POTASH: The Contrarian Commodity
By Dick Phelps 16 Dec 2008
Mankind can forego many things, such as jewelry baubles-gold, silver, and diamonds-but eating isn't one of them. Moreover, with rising world population of some 75 million/year, and the populace of developing nations wanting higher quality protein (grain converted to meat by poultry, pigs, cattle etc.), more productive agriculture is crucial. And, among the commodities, there's a tacit recognition that bulk minerals like potash are different from metals and fuels. Indeed, one could say that, with lower cost agricultural inputs (steel, copper etc. for machinery and oil for fuel), farmers' margins are somewhat enhanced by the world financial-sector downturn. So they can more readily afford greater outlays for fertilizer to enhance crop yields.
CHICAGO (ResourceInvestor.com) -- There's an old adage in mining, if it can't be grown it has to be mined. Potash (K2 O) is a 'two-fer' in that observation. It's increasingly essential in the agricultural sector's growing intensity of use of fertilizer, given the inexorable pressures for higher crop yields per hectare, i.e. phosphorous (P, from phosphate rock), potash (K, from K2O salt), and nitrogen (N) which are the principal elements contained in commercial fertilizer.
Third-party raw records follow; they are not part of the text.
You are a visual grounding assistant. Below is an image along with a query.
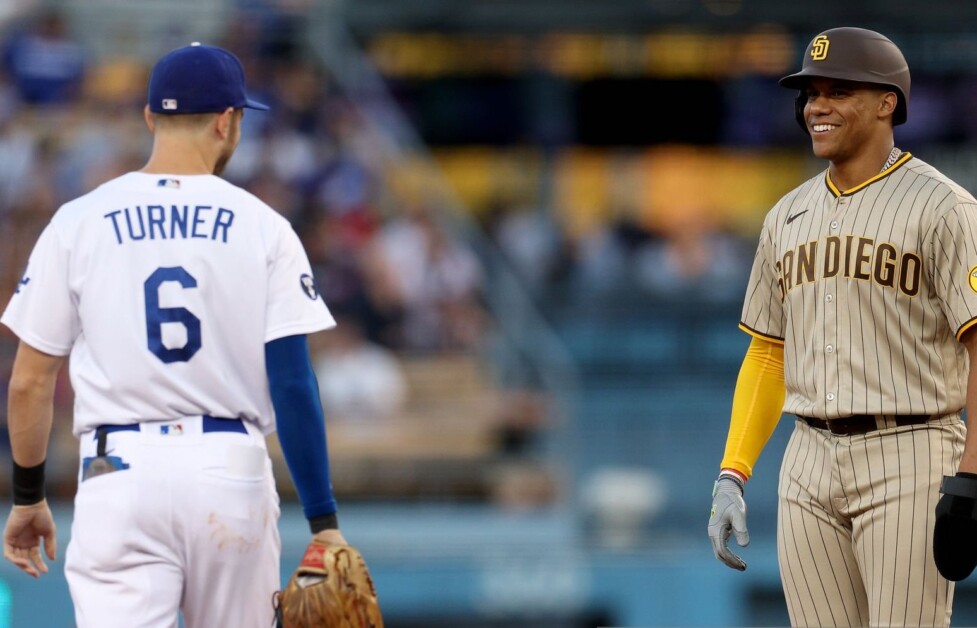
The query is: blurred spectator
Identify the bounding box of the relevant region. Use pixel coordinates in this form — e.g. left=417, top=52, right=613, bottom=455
left=4, top=10, right=85, bottom=105
left=314, top=316, right=407, bottom=427
left=377, top=205, right=485, bottom=351
left=635, top=208, right=750, bottom=301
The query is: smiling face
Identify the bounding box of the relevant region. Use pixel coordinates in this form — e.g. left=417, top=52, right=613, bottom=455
left=804, top=77, right=898, bottom=165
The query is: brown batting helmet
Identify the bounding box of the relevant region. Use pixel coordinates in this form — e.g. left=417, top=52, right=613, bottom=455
left=780, top=26, right=909, bottom=131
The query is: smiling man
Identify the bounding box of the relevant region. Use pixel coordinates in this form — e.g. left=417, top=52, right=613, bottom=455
left=709, top=27, right=977, bottom=626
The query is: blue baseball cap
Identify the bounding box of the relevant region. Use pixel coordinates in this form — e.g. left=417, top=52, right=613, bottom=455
left=149, top=42, right=268, bottom=114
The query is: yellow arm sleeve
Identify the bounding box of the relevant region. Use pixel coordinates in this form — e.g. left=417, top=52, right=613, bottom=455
left=720, top=336, right=786, bottom=478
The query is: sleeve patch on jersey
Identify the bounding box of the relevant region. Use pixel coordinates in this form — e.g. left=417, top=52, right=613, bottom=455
left=299, top=274, right=319, bottom=301
left=14, top=275, right=29, bottom=294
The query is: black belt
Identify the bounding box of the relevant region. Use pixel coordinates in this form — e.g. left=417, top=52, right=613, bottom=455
left=797, top=414, right=932, bottom=436
left=95, top=414, right=248, bottom=438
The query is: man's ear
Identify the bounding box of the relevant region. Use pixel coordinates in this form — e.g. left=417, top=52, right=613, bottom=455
left=216, top=107, right=234, bottom=140
left=879, top=92, right=899, bottom=118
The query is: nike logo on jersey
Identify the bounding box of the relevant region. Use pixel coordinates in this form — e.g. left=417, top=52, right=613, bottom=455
left=785, top=209, right=808, bottom=225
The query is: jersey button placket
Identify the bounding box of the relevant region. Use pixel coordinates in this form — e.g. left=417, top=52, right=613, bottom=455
left=815, top=210, right=847, bottom=413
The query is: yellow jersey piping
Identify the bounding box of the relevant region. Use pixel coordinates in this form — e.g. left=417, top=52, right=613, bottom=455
left=824, top=153, right=913, bottom=197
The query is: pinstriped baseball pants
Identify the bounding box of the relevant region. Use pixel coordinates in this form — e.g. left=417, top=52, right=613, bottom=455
left=777, top=414, right=966, bottom=626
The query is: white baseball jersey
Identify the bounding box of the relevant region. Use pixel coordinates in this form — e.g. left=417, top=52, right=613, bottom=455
left=0, top=172, right=335, bottom=434
left=741, top=153, right=977, bottom=419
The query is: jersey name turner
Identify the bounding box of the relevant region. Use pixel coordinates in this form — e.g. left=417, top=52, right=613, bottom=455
left=104, top=205, right=234, bottom=244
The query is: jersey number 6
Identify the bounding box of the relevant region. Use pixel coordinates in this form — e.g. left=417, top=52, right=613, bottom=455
left=143, top=266, right=200, bottom=364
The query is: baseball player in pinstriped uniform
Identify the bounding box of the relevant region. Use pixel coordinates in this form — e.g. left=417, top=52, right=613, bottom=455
left=709, top=28, right=977, bottom=626
left=0, top=44, right=345, bottom=628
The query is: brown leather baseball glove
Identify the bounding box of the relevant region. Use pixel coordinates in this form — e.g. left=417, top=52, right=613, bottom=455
left=275, top=540, right=383, bottom=628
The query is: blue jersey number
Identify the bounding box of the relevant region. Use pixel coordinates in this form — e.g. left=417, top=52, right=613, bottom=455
left=143, top=266, right=200, bottom=364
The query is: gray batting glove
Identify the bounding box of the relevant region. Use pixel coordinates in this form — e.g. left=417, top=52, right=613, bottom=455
left=709, top=475, right=750, bottom=571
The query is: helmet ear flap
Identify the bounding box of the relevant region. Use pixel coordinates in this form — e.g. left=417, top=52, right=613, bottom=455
left=794, top=91, right=811, bottom=135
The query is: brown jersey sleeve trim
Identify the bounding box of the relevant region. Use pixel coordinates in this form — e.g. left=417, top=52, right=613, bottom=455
left=957, top=318, right=977, bottom=340
left=824, top=152, right=913, bottom=198
left=739, top=321, right=784, bottom=345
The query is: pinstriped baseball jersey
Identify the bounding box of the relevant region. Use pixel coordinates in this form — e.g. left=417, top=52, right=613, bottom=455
left=740, top=153, right=977, bottom=419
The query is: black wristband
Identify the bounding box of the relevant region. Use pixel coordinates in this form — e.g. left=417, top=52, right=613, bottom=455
left=309, top=513, right=339, bottom=534
left=14, top=462, right=44, bottom=506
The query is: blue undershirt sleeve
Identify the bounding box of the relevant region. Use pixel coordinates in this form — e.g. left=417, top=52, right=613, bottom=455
left=265, top=335, right=337, bottom=532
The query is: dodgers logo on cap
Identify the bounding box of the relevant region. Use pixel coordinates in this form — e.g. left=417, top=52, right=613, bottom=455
left=148, top=42, right=268, bottom=114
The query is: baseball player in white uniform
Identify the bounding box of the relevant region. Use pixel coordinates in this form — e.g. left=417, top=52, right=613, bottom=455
left=709, top=28, right=977, bottom=626
left=0, top=44, right=345, bottom=628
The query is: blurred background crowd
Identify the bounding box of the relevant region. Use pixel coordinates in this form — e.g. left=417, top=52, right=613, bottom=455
left=0, top=0, right=977, bottom=628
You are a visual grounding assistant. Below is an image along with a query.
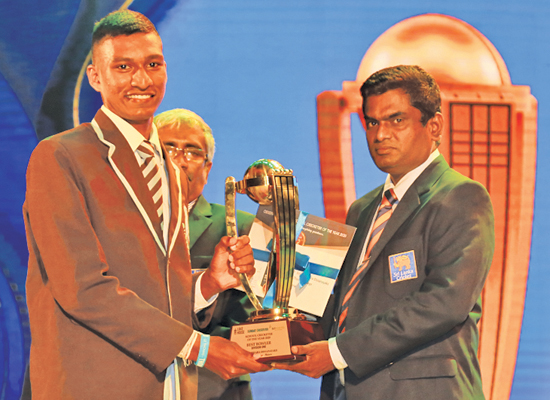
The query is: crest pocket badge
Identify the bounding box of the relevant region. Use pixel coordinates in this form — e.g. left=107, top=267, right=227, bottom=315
left=388, top=250, right=418, bottom=283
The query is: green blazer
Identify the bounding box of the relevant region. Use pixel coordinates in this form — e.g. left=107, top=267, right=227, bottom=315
left=321, top=156, right=495, bottom=400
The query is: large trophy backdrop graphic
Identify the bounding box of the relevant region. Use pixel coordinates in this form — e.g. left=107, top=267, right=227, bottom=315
left=317, top=14, right=537, bottom=400
left=225, top=159, right=322, bottom=362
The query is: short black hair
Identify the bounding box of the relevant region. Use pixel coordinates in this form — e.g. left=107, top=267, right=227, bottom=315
left=361, top=65, right=441, bottom=125
left=92, top=9, right=158, bottom=59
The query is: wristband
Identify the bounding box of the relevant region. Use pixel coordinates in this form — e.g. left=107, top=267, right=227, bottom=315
left=195, top=333, right=210, bottom=367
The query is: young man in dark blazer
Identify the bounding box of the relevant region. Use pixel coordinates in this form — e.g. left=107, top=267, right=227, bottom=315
left=278, top=66, right=494, bottom=400
left=154, top=108, right=254, bottom=400
left=23, top=10, right=265, bottom=400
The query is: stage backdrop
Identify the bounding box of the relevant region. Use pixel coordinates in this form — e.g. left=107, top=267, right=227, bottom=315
left=0, top=0, right=550, bottom=400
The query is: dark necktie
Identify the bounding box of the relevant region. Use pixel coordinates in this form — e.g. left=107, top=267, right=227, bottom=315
left=137, top=140, right=164, bottom=231
left=338, top=189, right=398, bottom=332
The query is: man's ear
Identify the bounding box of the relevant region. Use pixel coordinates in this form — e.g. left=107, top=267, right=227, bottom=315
left=428, top=112, right=444, bottom=147
left=86, top=64, right=101, bottom=92
left=204, top=161, right=212, bottom=184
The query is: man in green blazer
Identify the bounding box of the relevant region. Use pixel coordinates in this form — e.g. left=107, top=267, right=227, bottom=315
left=280, top=66, right=494, bottom=400
left=155, top=109, right=254, bottom=400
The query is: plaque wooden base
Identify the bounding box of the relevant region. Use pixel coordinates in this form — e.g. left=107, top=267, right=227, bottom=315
left=231, top=318, right=324, bottom=364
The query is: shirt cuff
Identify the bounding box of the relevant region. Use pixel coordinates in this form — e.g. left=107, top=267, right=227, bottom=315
left=178, top=331, right=200, bottom=367
left=195, top=274, right=218, bottom=314
left=328, top=337, right=348, bottom=370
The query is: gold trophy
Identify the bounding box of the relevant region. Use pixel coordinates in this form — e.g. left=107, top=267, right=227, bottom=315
left=225, top=159, right=323, bottom=363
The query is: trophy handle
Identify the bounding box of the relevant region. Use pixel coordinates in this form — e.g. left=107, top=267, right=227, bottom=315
left=225, top=176, right=263, bottom=310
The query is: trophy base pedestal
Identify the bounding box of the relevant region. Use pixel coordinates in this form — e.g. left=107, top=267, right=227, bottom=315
left=231, top=310, right=324, bottom=364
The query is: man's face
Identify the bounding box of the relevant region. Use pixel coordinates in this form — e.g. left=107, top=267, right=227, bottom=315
left=87, top=32, right=167, bottom=138
left=158, top=125, right=212, bottom=202
left=363, top=89, right=443, bottom=184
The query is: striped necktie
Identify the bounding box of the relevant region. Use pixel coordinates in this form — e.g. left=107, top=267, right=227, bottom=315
left=338, top=189, right=398, bottom=332
left=137, top=140, right=163, bottom=230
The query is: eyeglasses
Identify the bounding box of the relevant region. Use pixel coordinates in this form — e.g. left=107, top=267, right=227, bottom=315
left=164, top=144, right=208, bottom=162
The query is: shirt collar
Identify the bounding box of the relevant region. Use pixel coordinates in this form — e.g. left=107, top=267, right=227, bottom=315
left=384, top=149, right=440, bottom=200
left=101, top=105, right=161, bottom=154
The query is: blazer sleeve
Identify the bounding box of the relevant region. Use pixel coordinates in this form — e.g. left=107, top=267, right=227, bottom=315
left=336, top=181, right=494, bottom=378
left=24, top=140, right=196, bottom=373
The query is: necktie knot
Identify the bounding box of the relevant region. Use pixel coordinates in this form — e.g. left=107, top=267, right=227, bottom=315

Potash prices have risen in recent years and that trend is expected to continue. And one analyst has just boosted expectations for potash; see the news from Merrill Lynch.
Resource Investor interviewed Paul Matysek, CEO of contrariancompany with a contrarian commodity, Saskatchewan-based Potash One (P1). No stranger to mining, Matysek has a geological background spanning and success in developing a new mining company (with a market cap of $1.8 billion when it was sold) and raising capital-some $200 million in less than a decade. He sees the current economic situation as an opportunity of sorts for P1 and, using a hockey analogy: 'player' costs (steel, energy, labor etc.) are lower, and the opposition (potential competitors) is more inclined to play defense than offence, waiting for brighter a 'power play' to come their way (rejuvenated national economies). Clearly in P1's view, now is the time for a new entrant to get 'on the ice;' it's 'power play' time for the potash junior-play with strength when the opposition is undermanned.